La Voie hermétique de Françoise Bonardel, Dervy poche.
Nous retrouvons en poche l’édition du presque classique et en tout cas nécessaire travail de Françoise Bonardel sur l’hermétisme. Si le livre obéit aux règles de l’académisme, le souffle d’Hermès n’en est pas absent comme en témoignent les dernières lignes du livre :
« Que ne fut pas en effet l’hermétisme ? Une révélation prophétique, une tradition magico-religieuse, une pratique de la transmutation, une Science intégrale supposée synthétique, un art de l’interprétation… Est-ce à dire que « le vieil Hermès, père de toutes les voies hérétiques détournées, a toujours raison » ? Hermès ne serait qu’un génie pervers s’il s’était ingénié à conjuguer détournement hérétique et rationalité dogmatique ! C’est à sa manière qu’il a toujours « raison », par son art de dissoudre et de coaguler ; par sa maîtrise des pondérations et son habileté, en effet inimitable, à faire soudain renaître du sens, tel le Phénix émergeant de ses cendres. »
L’intuition poétique n’est pas absente de ce travail rigoureux qui vise à mettre un peu d’ordre et de rationalité dans l’empirisme hermétiste, d’abord en en précisant le langage et en évitant l’emphase souvent présente dans les écrits comme les réductions courantes à ce sujet.
La première partie de l’ouvrage est intitulée La révélation d’Hermès.

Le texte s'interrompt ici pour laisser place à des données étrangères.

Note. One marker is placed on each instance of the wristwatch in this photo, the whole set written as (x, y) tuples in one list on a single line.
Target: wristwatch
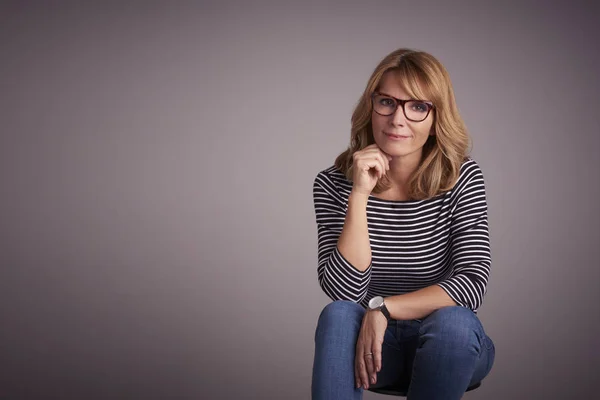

Elle traite des origines, mythiques et historiques, de la révélation hermétique elle-même et de ses paradoxes, de la « compréhension » hermésienne. La seconde partie aborde la question de La tradition hermétique, la renaissance hermétiste, l’art d’Hermès, l’équivoque occulto-hermétiste, l’hermétisme et les herméneutiques. Médiation, révélation, occultation, sont au cœur de ce parcours.
La lecture de l’essai permet de se repérer dans le dédale des détours hermétistes, de s’appuyer sur des grands auteurs de référence, et d’appréhender peu à peu ce qui n’est pas un modèle du monde parmi d’autres mais une vision intemporelle qui se veut opérative, trouvant, entre deux phases d’occultation, dans la situation même, matière à se renouveler. Hermès est frappant dans sa compétence à inclure ce qui se présente dans le jeu permanent des miroirs de l’être sans jamais hypothéquer la possibilité de l’Un.
Françoise Bonardel pose des jalons historiques sans jamais tomber dans l’historicité qui englue tant de chercheurs. Elle clarifie les concepts qui permettent de penser l’hermétisme et fait donc œuvre utile. La question d’une épistémologie de l’hermétisme reste posée. Elle le restera, ceux étant en mesure de l’établir n’en voyant pas l’intérêt.
Editions Dervy, 22 rue Huyghens, 75014 Paris.